Although there's a good chance this trial resumes, the delay and shift in treatment regimen will very likely throw a wrench into Juno Therapeutics' plans to win early approval of JCAR015 in 2017. Previously, Juno Therapeutics had hoped to present interim results of JCAR015's phase 2 trial early next year, allowing for an FDA decision prior to 2018. Now, management believes that the soonest an approval could be won for JCAR015 is in 2018. 

That's potentially good news for Kite Pharma(NASDAQ: KITE) investors. Until now, Juno Therapeutics and Kite Pharma were in a foot race to get their competing CAR-Ts to market next year. Given that Kite Pharma's timeline remains intact, Juno Therapeutics' stumble could give Kite Pharma a big first-mover advantage.

Although no patient deaths in KTE-C19's trials have been reportedly caused by KTE-C19, there was one patient death reported last August. A review determined the death wasn't caused by KTE-C19, and the trial continued as planned. However, KTE-C19's trial also includes fludarabine as part of a patient pre-conditioning protocol, and neurotoxicity has been pretty commonly observed in trials -- but it's been "generally reversible."
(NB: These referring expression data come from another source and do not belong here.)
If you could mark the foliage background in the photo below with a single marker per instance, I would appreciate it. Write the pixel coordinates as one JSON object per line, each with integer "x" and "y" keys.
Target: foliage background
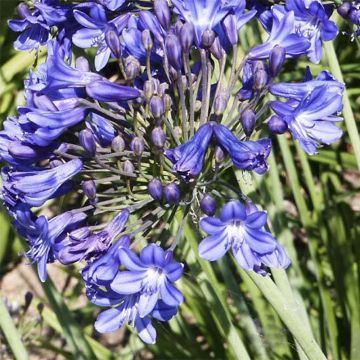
{"x": 314, "y": 206}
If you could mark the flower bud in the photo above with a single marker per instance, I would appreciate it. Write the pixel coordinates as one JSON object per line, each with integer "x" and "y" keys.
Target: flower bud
{"x": 167, "y": 102}
{"x": 344, "y": 9}
{"x": 229, "y": 25}
{"x": 220, "y": 104}
{"x": 260, "y": 79}
{"x": 149, "y": 89}
{"x": 276, "y": 60}
{"x": 128, "y": 167}
{"x": 118, "y": 144}
{"x": 82, "y": 64}
{"x": 173, "y": 51}
{"x": 89, "y": 189}
{"x": 277, "y": 125}
{"x": 172, "y": 194}
{"x": 155, "y": 189}
{"x": 219, "y": 155}
{"x": 158, "y": 137}
{"x": 87, "y": 141}
{"x": 208, "y": 205}
{"x": 113, "y": 42}
{"x": 207, "y": 38}
{"x": 216, "y": 49}
{"x": 23, "y": 11}
{"x": 162, "y": 12}
{"x": 137, "y": 145}
{"x": 147, "y": 40}
{"x": 187, "y": 34}
{"x": 248, "y": 121}
{"x": 157, "y": 106}
{"x": 131, "y": 67}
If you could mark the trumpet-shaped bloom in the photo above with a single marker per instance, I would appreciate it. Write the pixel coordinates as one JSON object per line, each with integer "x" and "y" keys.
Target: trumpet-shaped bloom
{"x": 152, "y": 275}
{"x": 35, "y": 187}
{"x": 312, "y": 120}
{"x": 241, "y": 229}
{"x": 246, "y": 155}
{"x": 188, "y": 158}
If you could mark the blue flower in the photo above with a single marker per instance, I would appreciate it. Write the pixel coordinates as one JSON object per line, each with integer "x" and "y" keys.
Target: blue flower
{"x": 35, "y": 187}
{"x": 311, "y": 120}
{"x": 35, "y": 25}
{"x": 151, "y": 275}
{"x": 83, "y": 244}
{"x": 133, "y": 304}
{"x": 41, "y": 233}
{"x": 95, "y": 26}
{"x": 299, "y": 90}
{"x": 312, "y": 22}
{"x": 246, "y": 155}
{"x": 241, "y": 229}
{"x": 188, "y": 158}
{"x": 282, "y": 34}
{"x": 205, "y": 14}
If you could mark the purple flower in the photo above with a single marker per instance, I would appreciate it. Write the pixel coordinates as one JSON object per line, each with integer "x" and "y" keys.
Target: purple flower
{"x": 311, "y": 120}
{"x": 151, "y": 275}
{"x": 312, "y": 22}
{"x": 246, "y": 155}
{"x": 205, "y": 14}
{"x": 35, "y": 25}
{"x": 242, "y": 229}
{"x": 41, "y": 234}
{"x": 84, "y": 244}
{"x": 298, "y": 90}
{"x": 282, "y": 34}
{"x": 93, "y": 34}
{"x": 35, "y": 187}
{"x": 188, "y": 158}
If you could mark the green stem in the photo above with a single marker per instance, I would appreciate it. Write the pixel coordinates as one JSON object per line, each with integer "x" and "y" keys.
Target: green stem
{"x": 11, "y": 334}
{"x": 347, "y": 111}
{"x": 288, "y": 314}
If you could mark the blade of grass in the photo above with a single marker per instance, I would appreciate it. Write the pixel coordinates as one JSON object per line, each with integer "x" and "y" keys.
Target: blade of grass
{"x": 11, "y": 334}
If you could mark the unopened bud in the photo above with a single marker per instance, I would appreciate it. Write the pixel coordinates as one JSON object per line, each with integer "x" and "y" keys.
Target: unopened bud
{"x": 157, "y": 106}
{"x": 230, "y": 27}
{"x": 219, "y": 155}
{"x": 344, "y": 9}
{"x": 89, "y": 189}
{"x": 260, "y": 79}
{"x": 187, "y": 34}
{"x": 207, "y": 38}
{"x": 137, "y": 145}
{"x": 248, "y": 121}
{"x": 131, "y": 67}
{"x": 149, "y": 89}
{"x": 82, "y": 64}
{"x": 155, "y": 188}
{"x": 162, "y": 12}
{"x": 220, "y": 104}
{"x": 147, "y": 40}
{"x": 172, "y": 194}
{"x": 128, "y": 167}
{"x": 158, "y": 137}
{"x": 216, "y": 49}
{"x": 118, "y": 144}
{"x": 87, "y": 141}
{"x": 173, "y": 51}
{"x": 277, "y": 125}
{"x": 113, "y": 42}
{"x": 208, "y": 205}
{"x": 276, "y": 60}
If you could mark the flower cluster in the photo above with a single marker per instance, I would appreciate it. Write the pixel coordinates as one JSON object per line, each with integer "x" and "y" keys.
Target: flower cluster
{"x": 145, "y": 127}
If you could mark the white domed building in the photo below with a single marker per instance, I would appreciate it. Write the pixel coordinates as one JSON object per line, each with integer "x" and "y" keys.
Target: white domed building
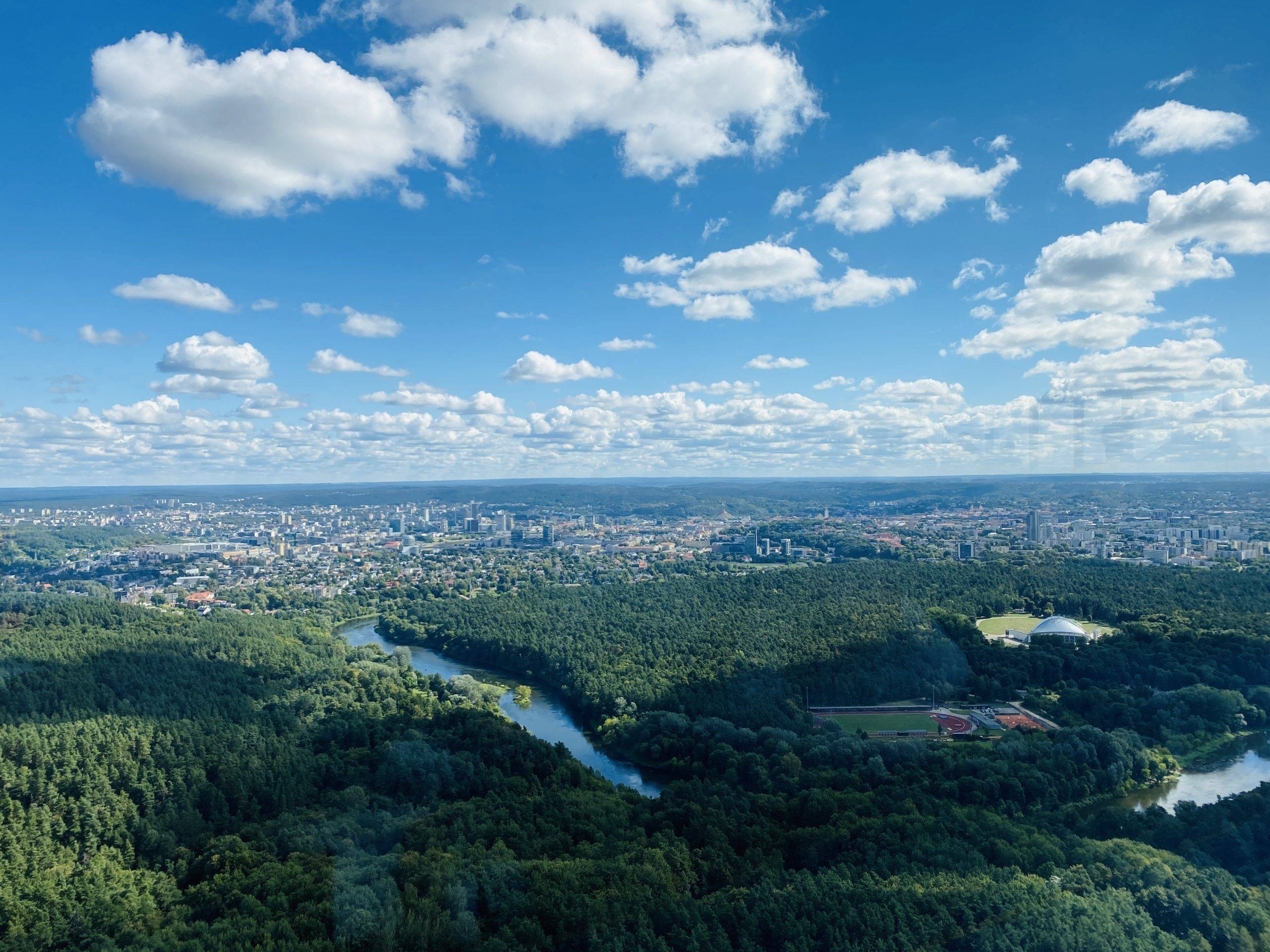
{"x": 1056, "y": 626}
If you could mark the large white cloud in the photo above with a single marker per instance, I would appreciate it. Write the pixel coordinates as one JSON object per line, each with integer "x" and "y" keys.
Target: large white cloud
{"x": 259, "y": 132}
{"x": 907, "y": 184}
{"x": 1117, "y": 272}
{"x": 544, "y": 368}
{"x": 760, "y": 267}
{"x": 1107, "y": 180}
{"x": 1175, "y": 127}
{"x": 1176, "y": 405}
{"x": 177, "y": 290}
{"x": 216, "y": 355}
{"x": 1169, "y": 367}
{"x": 688, "y": 92}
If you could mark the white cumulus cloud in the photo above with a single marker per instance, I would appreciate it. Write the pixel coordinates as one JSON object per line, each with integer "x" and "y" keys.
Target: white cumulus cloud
{"x": 216, "y": 355}
{"x": 255, "y": 134}
{"x": 1175, "y": 127}
{"x": 908, "y": 184}
{"x": 1107, "y": 180}
{"x": 788, "y": 201}
{"x": 628, "y": 345}
{"x": 333, "y": 362}
{"x": 766, "y": 362}
{"x": 177, "y": 290}
{"x": 544, "y": 368}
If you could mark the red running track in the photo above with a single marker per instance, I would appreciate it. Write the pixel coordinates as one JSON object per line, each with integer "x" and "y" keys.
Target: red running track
{"x": 954, "y": 724}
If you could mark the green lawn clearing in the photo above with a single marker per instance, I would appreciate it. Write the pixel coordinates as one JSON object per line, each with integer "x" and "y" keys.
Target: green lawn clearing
{"x": 996, "y": 627}
{"x": 872, "y": 722}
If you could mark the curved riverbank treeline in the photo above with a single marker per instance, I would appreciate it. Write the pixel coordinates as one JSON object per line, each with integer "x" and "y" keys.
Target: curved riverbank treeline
{"x": 1191, "y": 662}
{"x": 233, "y": 782}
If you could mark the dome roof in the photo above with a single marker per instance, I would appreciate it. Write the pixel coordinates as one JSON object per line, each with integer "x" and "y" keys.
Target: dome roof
{"x": 1058, "y": 625}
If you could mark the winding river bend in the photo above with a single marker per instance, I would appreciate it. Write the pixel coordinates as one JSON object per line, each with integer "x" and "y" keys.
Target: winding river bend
{"x": 1237, "y": 770}
{"x": 545, "y": 716}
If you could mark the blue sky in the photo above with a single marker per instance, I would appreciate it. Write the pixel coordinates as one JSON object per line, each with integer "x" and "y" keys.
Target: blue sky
{"x": 278, "y": 153}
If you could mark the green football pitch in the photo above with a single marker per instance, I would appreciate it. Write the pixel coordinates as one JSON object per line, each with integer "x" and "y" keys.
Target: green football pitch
{"x": 996, "y": 627}
{"x": 873, "y": 722}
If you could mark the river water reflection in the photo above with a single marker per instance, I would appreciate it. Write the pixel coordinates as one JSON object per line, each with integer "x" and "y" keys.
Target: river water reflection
{"x": 545, "y": 716}
{"x": 1240, "y": 769}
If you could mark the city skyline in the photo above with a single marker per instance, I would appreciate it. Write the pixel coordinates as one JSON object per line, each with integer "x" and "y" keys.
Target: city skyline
{"x": 308, "y": 243}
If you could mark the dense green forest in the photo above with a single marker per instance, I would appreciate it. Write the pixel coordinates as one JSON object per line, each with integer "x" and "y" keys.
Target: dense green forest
{"x": 1191, "y": 662}
{"x": 242, "y": 782}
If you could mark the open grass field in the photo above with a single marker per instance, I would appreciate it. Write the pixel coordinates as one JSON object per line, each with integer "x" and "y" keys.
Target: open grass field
{"x": 996, "y": 627}
{"x": 872, "y": 722}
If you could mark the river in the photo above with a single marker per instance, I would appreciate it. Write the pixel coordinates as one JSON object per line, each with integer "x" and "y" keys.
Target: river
{"x": 545, "y": 716}
{"x": 1241, "y": 767}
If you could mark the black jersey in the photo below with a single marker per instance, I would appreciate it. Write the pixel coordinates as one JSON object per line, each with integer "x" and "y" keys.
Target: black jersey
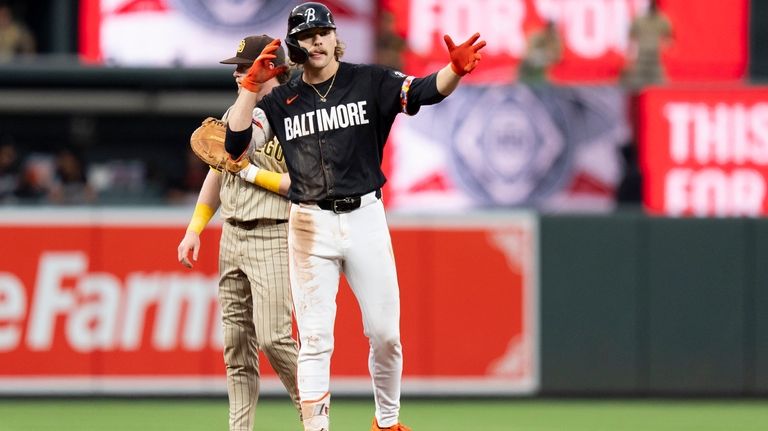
{"x": 334, "y": 149}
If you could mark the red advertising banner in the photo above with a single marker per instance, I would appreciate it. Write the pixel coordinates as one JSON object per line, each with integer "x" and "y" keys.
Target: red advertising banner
{"x": 710, "y": 40}
{"x": 95, "y": 302}
{"x": 704, "y": 152}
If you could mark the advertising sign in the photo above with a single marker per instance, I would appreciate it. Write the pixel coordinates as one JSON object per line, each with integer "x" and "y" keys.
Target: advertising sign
{"x": 94, "y": 302}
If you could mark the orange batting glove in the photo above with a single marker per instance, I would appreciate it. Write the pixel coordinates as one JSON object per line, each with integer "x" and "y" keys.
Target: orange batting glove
{"x": 263, "y": 69}
{"x": 464, "y": 58}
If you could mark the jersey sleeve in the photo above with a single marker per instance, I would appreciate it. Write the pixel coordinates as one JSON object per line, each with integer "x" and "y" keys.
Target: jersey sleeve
{"x": 406, "y": 94}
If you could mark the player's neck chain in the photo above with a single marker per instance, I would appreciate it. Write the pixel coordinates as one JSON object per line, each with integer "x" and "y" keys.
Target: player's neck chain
{"x": 323, "y": 96}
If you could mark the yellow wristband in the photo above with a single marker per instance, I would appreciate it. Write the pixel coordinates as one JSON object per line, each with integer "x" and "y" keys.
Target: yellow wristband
{"x": 200, "y": 218}
{"x": 268, "y": 180}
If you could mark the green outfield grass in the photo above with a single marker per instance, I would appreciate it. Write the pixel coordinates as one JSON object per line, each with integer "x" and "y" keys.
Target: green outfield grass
{"x": 422, "y": 415}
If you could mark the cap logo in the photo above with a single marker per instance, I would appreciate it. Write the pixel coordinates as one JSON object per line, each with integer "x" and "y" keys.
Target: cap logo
{"x": 310, "y": 15}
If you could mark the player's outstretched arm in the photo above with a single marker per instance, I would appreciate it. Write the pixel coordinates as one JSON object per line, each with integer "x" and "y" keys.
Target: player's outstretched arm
{"x": 208, "y": 202}
{"x": 464, "y": 59}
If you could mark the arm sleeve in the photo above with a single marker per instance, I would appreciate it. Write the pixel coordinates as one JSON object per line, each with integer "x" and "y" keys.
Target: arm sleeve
{"x": 237, "y": 142}
{"x": 422, "y": 91}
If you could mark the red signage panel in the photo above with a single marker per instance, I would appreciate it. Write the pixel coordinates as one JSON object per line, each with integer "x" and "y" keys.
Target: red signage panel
{"x": 704, "y": 151}
{"x": 95, "y": 302}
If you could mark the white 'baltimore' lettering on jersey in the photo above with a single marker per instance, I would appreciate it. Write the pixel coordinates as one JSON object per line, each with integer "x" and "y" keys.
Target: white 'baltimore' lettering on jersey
{"x": 325, "y": 119}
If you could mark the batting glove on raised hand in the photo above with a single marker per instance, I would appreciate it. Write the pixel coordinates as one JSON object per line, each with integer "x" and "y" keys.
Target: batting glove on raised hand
{"x": 464, "y": 57}
{"x": 263, "y": 68}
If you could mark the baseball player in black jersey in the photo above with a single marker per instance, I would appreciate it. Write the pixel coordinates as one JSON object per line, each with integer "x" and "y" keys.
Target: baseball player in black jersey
{"x": 333, "y": 121}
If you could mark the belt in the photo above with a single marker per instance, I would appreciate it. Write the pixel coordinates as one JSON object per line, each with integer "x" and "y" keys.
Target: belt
{"x": 350, "y": 203}
{"x": 253, "y": 224}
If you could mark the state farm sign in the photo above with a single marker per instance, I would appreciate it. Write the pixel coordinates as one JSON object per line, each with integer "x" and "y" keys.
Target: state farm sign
{"x": 710, "y": 36}
{"x": 94, "y": 301}
{"x": 704, "y": 152}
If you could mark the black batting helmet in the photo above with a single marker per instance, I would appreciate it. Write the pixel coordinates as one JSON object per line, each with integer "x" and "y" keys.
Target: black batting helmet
{"x": 304, "y": 17}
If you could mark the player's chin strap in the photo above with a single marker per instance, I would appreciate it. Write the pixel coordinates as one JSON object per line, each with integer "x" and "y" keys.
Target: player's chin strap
{"x": 296, "y": 53}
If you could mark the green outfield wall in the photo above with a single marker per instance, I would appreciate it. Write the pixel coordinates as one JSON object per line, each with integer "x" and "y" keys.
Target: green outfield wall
{"x": 638, "y": 305}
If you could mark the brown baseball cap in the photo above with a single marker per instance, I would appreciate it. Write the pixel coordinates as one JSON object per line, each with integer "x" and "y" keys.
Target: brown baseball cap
{"x": 251, "y": 47}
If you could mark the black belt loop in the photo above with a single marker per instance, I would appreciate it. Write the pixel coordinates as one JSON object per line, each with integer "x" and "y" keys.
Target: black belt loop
{"x": 253, "y": 224}
{"x": 343, "y": 205}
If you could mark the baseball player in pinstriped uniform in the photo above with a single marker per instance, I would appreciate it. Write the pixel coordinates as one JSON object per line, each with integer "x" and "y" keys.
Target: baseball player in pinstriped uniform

While CAR-T therapy may eventually revolutionize how doctors treat relapsing and recurring B-cell cancers, Juno Therapeutics' news raises the risk associated with owning CAR-T stocks. If Juno Therapeutics is right, that the deaths are due to fludarabine, then investors will need to adjust their models to allow for delayed commercialization. That's not a good thing.

Further, if Juno Therapeutics' is right about fludarabine, it casts a shadow over Kite Pharma's trial, too. As a result, Kite Pharma is also a risky stock to buy.